やる気あるのかないのか、はっきりさせなさいよ!


ずいぶんご立腹ね。

そんなにあたしが手抜きをしているように見えるの?


とぼけんなよ。

こちとら、何度も何度も殺し合いをやってきてるんだよ。

相手の気構えくらいすぐ判る。このあたしをなめるんじゃない!


ああ、そう。

そりゃ悪かったわね。

まあ、考えようによっちゃ手抜きと言われても仕方ないからね。


ふざけやがって…!



分かった。

んじゃ、決着つけようかイララ。


================================


目指すのは、ホテル・マルニフト。

王立図書館の落成式に招待された、ゲストたちが泊まっている場所だ。


…どうしてまた、そんなところに?

いや、疑問に思うのは後でいい。

とにかく今は、その犯人がいるなら確保する。間違いなく天恵持ちだ。

油断せず臨む。メンバーはあたしとシュリオ、それにドラーエ先輩。

騎士隊の中で見れば、かなり戦闘に特化している面子だ。


「…前の時は、誰の姿も見てないんだったよな?」

「そうです。」


ドラーエ先輩に答えつつ、あたしはあの時の状況を思い起こしていた。

ココノロ病院の新棟に、ゲイズの骸があった。
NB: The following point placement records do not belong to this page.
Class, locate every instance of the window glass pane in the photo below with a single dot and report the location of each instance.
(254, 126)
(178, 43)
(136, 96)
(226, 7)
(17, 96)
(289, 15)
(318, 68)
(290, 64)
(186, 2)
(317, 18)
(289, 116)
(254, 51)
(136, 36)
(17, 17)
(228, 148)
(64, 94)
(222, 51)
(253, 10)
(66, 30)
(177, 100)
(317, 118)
先に警察が来てたけど、

お手上げ状態だった。話によると、動かす事が出来なかったらしい。

だけどあたしが到着した途端、その面倒な状況はあっさり瓦解した。

まるで、このあたしを待ってたかのように。


誰の意志かは判らない。でも多分、真っ向から敵対する相手じゃない。

状況から考えて、ロナモロス教団に与するような存在でもないはずだ。


今もなお、自問は続いている。

ゲイズを倒したのは、一体誰か。

そして今、予感めいたものがある。



きっとその答えが、目指す先にあるという予感が。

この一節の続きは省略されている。